書庫系カードの一枚になるため、手札枚数は減るけれども+アクション付きで何かするカードと相性が良くなります。初手でよろずやと組み合わせられる3コスト以下に絞っても「地下貯蔵庫、手先、灯台、原住民の村、停泊所、村落、岐路、従者、蝋燭職人、貧民街、漁村、倉庫、見張り、オアシス、採集者」辺りが上げられ、初手で組み合わせられない4コスト以上にすると広場、祝祭、改良、屑屋、秘術師、建て直し、大学なども含まれます。
村(避難所場の共同墓地含む)と組み合わせると圧縮カード(鍛造など含む)や、秘密の部屋や物置、馬商人もといったカードも組み合わせ候補にあがります。前哨地このコンボも考えられます。
廃棄カードとして考えると、廃棄対象が限定的ですが、青空市場との併用も考えられますし、廃棄するカードとして考えると封土や従者を廃棄するカードとしても考えられます。
銀貨製造装置として考えると、礼拝堂や公領・公爵プレイにも使えますし、庭園やシルクロード・プレイにも使えなくはありません(屋敷が廃棄しづらいですが)。

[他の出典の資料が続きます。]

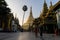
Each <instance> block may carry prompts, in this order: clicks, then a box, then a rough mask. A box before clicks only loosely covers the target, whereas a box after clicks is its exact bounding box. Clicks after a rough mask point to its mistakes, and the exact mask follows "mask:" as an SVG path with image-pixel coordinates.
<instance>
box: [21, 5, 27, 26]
mask: <svg viewBox="0 0 60 40" xmlns="http://www.w3.org/2000/svg"><path fill="white" fill-rule="evenodd" d="M22 9H23V11H24V14H23V19H22V26H23V23H24V16H25V12H26V11H27V6H26V5H24V6H23V8H22Z"/></svg>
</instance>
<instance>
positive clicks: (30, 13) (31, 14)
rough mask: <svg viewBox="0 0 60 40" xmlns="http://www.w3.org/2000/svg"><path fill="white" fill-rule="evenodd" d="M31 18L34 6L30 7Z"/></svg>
mask: <svg viewBox="0 0 60 40" xmlns="http://www.w3.org/2000/svg"><path fill="white" fill-rule="evenodd" d="M30 16H32V6H31V7H30Z"/></svg>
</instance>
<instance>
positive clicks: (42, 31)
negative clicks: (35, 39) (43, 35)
mask: <svg viewBox="0 0 60 40" xmlns="http://www.w3.org/2000/svg"><path fill="white" fill-rule="evenodd" d="M34 32H35V36H36V37H38V33H39V34H40V36H41V37H42V36H43V27H42V26H41V27H37V26H36V27H35V30H34Z"/></svg>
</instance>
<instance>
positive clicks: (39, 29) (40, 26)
mask: <svg viewBox="0 0 60 40" xmlns="http://www.w3.org/2000/svg"><path fill="white" fill-rule="evenodd" d="M39 31H40V32H39V33H40V36H41V37H42V36H43V27H42V26H40V27H39Z"/></svg>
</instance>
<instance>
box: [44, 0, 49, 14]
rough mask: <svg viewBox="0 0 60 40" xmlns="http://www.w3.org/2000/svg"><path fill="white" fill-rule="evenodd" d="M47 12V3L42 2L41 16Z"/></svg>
mask: <svg viewBox="0 0 60 40" xmlns="http://www.w3.org/2000/svg"><path fill="white" fill-rule="evenodd" d="M47 11H48V7H47V3H46V0H44V4H43V15H46V13H47Z"/></svg>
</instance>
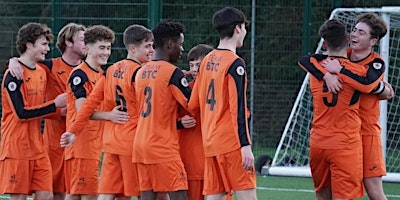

書庫系カードとして考えると民兵系カードの対抗策になりますし、役人などの山札トップを汚すカードに対してもそのカードを捨て札に落とすことで対抗でき、呪いや廃墟も廃棄できます。役人や海の妖婆の場合、山札トップにある屋敷や呪いを廃棄するか、捨て札にしてドローを優先するのかを選べます。
まさに「よろず」に対応するカードと言えます。

銀貨の立ち位置が微妙となるので植民地場では使うかどうか考える必要がありますが(それでも屋敷廃棄と序盤の銀貨獲得のために初手に1枚は買われることはある)、属州場では非常に高い性能を誇ります。
屋敷場でも避難所場でも使えますが、どちらかというと共同墓地との連携や草茂る屋敷の廃棄分、避難所場の方が序盤から派手に動ける場合が多くなるでしょう。
また、他人がよろずやを使っている場合、司教や保管庫は使いづらくなるでしょう。

苦手とする環境としては、研究所や船着場、策士のような手札にカードが溢れえるプレイを目指す場合や、議事堂が横行するような環境で、書庫同様、途中からよろずやの効果は低くなるでしょう。
ただし、その場合も「屋敷廃棄と序盤の銀貨獲得のため」に初手には買われることが多いでしょう。

あと、ここで言うべきことではないかもしれませんが、村落と並んで「オンラインでプレイする際に処理ミスを引き起こすことの多いカード」の筆頭と言えます。